A mídia é em grande parte responsável pela educação jurídica em nosso país, uma vez que não temos nenhuma disciplina sobre o assunto na grade curricular do Ensino Médio. Isso faz com que o conhecimento para aqueles que não cursam graduação em direito seja, muitas vezes, distorcido, criando assim uma série de lendas jurídicas.
Digo que o conhecimento é distorcido, pois muitas vezes a mídia divulga uma decisão judicial atípica (que muitas vezes é depois reformada na segunda instância) como se fosse um retrato fiel do ordenamento jurídico brasileiro. Soma-se a isso a habilidade natural de as pessoas aumentarem a informação e, pronto!, temos uma salada de verdades e inverdades.
Um exemplo claro disso ocorreu em um dos nossos treinamentos de diretoria. O palestrante estava explicando a instrução da Divisão Sul Americana quanto a não se permitir crianças e adultos dormirem em uma mesma barraca, então um líder interrompe com a pérola: mas aí não seria abandono de incapaz?
Essa não foi a primeira vez que tentam enquadrar uma situação corriqueira no crime de abandono de incapaz. Há também aqueles que não sabem diferenciar responsabilidade civil e responsabilidade penal. Ou ainda aqueles que NUNCA leram o Estatuto da Criança e do Adolescente – ECA e citam que isso ou aquilo é contrário ao ECA. (Sobre o Estatuto já temos um post falando sobre os principais pontos AQUI). Vejam bem, não estou criticando as pessoas que não tiveram acesso ao conhecimento e sim aquelas que acham que sabem e assim propagam informações completamente erradas.
Para tentar sanar o problema das informações distorcidas vamos analisar com cuidado o que é abandono de incapaz.
Primeiramente, vamos começar com o que chamamos de tipo penal, ou seja, o que a lei diz:
Art. 133 – Abandonar pessoa que está sob seu cuidado, guarda, vigilância ou autoridade, e, por qualquer motivo, incapaz de defender-se dos riscos resultantes do abandono:
Pena – detenção, de seis meses a três anos.
Incapaz são apenas os menores de 18 anos? Definitivamente não! Incapaz, segundo o Código Civil (Art. 3º e 4º), são todos os que não podem exprimir sua vontade. Dessa forma, um idoso ou alguém com deficiência mental também podem ser considerados incapazes.

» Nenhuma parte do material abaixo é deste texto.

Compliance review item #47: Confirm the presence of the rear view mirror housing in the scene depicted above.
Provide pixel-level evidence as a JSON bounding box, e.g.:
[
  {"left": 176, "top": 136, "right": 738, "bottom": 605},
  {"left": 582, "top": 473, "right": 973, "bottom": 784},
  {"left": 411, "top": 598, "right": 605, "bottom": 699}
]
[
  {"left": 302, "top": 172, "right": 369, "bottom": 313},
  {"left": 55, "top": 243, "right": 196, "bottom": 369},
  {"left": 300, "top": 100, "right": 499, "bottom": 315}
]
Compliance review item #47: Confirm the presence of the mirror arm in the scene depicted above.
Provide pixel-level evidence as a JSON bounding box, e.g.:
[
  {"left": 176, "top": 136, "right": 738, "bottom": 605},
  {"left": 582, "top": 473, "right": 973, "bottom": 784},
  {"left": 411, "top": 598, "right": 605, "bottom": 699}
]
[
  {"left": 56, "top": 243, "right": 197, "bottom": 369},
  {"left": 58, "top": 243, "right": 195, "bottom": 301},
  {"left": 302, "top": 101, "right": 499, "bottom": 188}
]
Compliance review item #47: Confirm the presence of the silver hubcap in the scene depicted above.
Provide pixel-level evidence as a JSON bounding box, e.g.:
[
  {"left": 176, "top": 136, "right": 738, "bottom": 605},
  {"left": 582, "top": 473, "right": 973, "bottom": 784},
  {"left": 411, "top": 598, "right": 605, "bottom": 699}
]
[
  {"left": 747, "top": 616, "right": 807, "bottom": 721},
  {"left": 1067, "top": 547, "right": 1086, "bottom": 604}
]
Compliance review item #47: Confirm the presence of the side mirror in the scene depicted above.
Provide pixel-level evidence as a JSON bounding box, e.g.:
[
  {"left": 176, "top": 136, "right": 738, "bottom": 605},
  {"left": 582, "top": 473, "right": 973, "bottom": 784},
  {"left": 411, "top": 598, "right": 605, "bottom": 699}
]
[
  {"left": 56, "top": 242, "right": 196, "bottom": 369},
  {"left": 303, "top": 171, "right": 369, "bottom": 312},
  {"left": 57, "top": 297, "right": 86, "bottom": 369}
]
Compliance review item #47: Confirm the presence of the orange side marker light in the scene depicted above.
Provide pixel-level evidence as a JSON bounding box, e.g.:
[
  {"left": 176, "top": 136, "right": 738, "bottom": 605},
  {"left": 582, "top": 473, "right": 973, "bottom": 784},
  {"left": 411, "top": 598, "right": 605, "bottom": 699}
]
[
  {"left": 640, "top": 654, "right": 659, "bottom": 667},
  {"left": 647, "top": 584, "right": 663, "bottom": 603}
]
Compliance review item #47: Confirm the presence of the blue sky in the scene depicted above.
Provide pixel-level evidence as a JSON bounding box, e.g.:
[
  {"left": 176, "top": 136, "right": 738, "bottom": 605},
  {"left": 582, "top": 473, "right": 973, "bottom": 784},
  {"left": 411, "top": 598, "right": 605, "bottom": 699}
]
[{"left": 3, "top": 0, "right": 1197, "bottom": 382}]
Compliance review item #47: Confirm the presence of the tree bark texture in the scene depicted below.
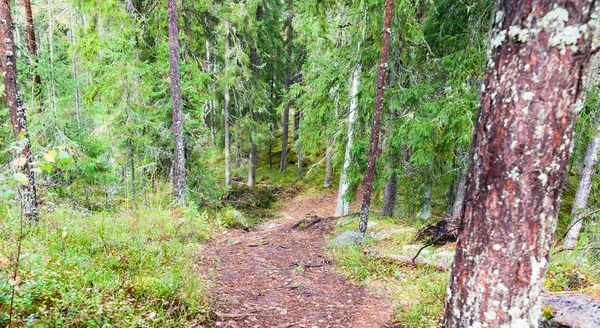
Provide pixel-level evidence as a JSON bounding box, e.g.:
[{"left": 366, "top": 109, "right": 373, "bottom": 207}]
[
  {"left": 224, "top": 18, "right": 232, "bottom": 186},
  {"left": 443, "top": 1, "right": 599, "bottom": 326},
  {"left": 335, "top": 65, "right": 360, "bottom": 216},
  {"left": 0, "top": 0, "right": 39, "bottom": 221},
  {"left": 279, "top": 7, "right": 293, "bottom": 172},
  {"left": 563, "top": 122, "right": 600, "bottom": 249},
  {"left": 167, "top": 0, "right": 186, "bottom": 204},
  {"left": 358, "top": 0, "right": 395, "bottom": 239},
  {"left": 22, "top": 0, "right": 41, "bottom": 99}
]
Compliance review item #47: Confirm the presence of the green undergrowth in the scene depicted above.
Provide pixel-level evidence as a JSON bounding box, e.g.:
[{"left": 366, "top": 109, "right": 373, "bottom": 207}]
[
  {"left": 0, "top": 199, "right": 226, "bottom": 327},
  {"left": 329, "top": 214, "right": 600, "bottom": 327}
]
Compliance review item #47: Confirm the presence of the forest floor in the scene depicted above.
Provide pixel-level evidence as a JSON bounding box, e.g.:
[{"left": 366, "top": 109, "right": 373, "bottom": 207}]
[{"left": 201, "top": 189, "right": 400, "bottom": 327}]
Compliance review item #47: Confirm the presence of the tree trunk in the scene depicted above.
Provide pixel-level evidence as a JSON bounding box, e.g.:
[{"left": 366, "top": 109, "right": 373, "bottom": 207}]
[
  {"left": 417, "top": 183, "right": 432, "bottom": 220},
  {"left": 224, "top": 18, "right": 231, "bottom": 186},
  {"left": 294, "top": 109, "right": 302, "bottom": 181},
  {"left": 167, "top": 0, "right": 186, "bottom": 204},
  {"left": 381, "top": 170, "right": 398, "bottom": 217},
  {"left": 279, "top": 6, "right": 293, "bottom": 172},
  {"left": 563, "top": 122, "right": 600, "bottom": 249},
  {"left": 382, "top": 119, "right": 399, "bottom": 217},
  {"left": 335, "top": 65, "right": 360, "bottom": 216},
  {"left": 357, "top": 0, "right": 395, "bottom": 239},
  {"left": 451, "top": 167, "right": 467, "bottom": 217},
  {"left": 23, "top": 0, "right": 42, "bottom": 101},
  {"left": 0, "top": 0, "right": 39, "bottom": 221},
  {"left": 125, "top": 0, "right": 134, "bottom": 13},
  {"left": 69, "top": 6, "right": 81, "bottom": 129},
  {"left": 324, "top": 135, "right": 333, "bottom": 188},
  {"left": 235, "top": 138, "right": 241, "bottom": 168},
  {"left": 248, "top": 141, "right": 257, "bottom": 187},
  {"left": 47, "top": 0, "right": 56, "bottom": 112},
  {"left": 443, "top": 1, "right": 599, "bottom": 326},
  {"left": 247, "top": 6, "right": 261, "bottom": 187}
]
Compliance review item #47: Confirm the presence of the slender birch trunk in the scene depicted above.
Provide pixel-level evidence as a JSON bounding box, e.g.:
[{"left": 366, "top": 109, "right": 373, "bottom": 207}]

Então todos os menores de 18 anos são incapazes? Também não. Os maiores de 16 são relativamente incapazes e essa incapacidade pode ser suprida com a emancipação (Art. 5º).
O que significa abandonar? Para o Direito Penal, abandonar é deixar só (sem a devida assistência) pessoa que está sob seu cuidado, vigilância ou autoridade, não sendo capaz de se defender dos riscos do abandono.[1]
Para que o crime se configure não é necessário que aconteça nada de pior com a criança/adolescente, o simples fato de deixar sozinho sem assistência já pode ser considerado crime. E mais uma coisa, se o crime ocorre em um lugar ermo (um acampamento, por exemplo) aumenta-se a pena em um terço.
Agora vocês podem estar pensando assim: ninguém é louco de deixar uma criança sozinha em um acampamento. Na realidade, às vezes algumas situações passam desapercebidas como, por exemplo, deixar um conselheiro de 17 anos vigiando as barracas enquanto o restante do Clube vai para uma cachoeira a 2 km de distância. Por esse motivo precisamos ficar espertos, entretanto, sem “neuras” achando que o fato de dormir em barracas separadas, ou de permitir que a criança (aquelas que já vão sozinhas para a escola) volte só para casa no domingo de manhã, depois da reunião do Clube, vai configurar um crime.
Mais um lembrete, mesmo que o fato não seja tipificado como crime, ele pode ser enquadrado na Responsabilidade Civil, mas isso é assunto para outro post… Bom senso e cuidado são as palavras chaves. Deus vai nos pedir contas do que fizemos ou deixamos de fazer a essas crianças com muito mais severidade do que qualquer lei humana, e perante Ele não há como mentir nem arguir inimputabilidade.
[1] NUCCI, Guilherme de Souza. Manual de direito penal. 7ª ed. São Paulo: Revista dos Tribunais, 2011, p. 680.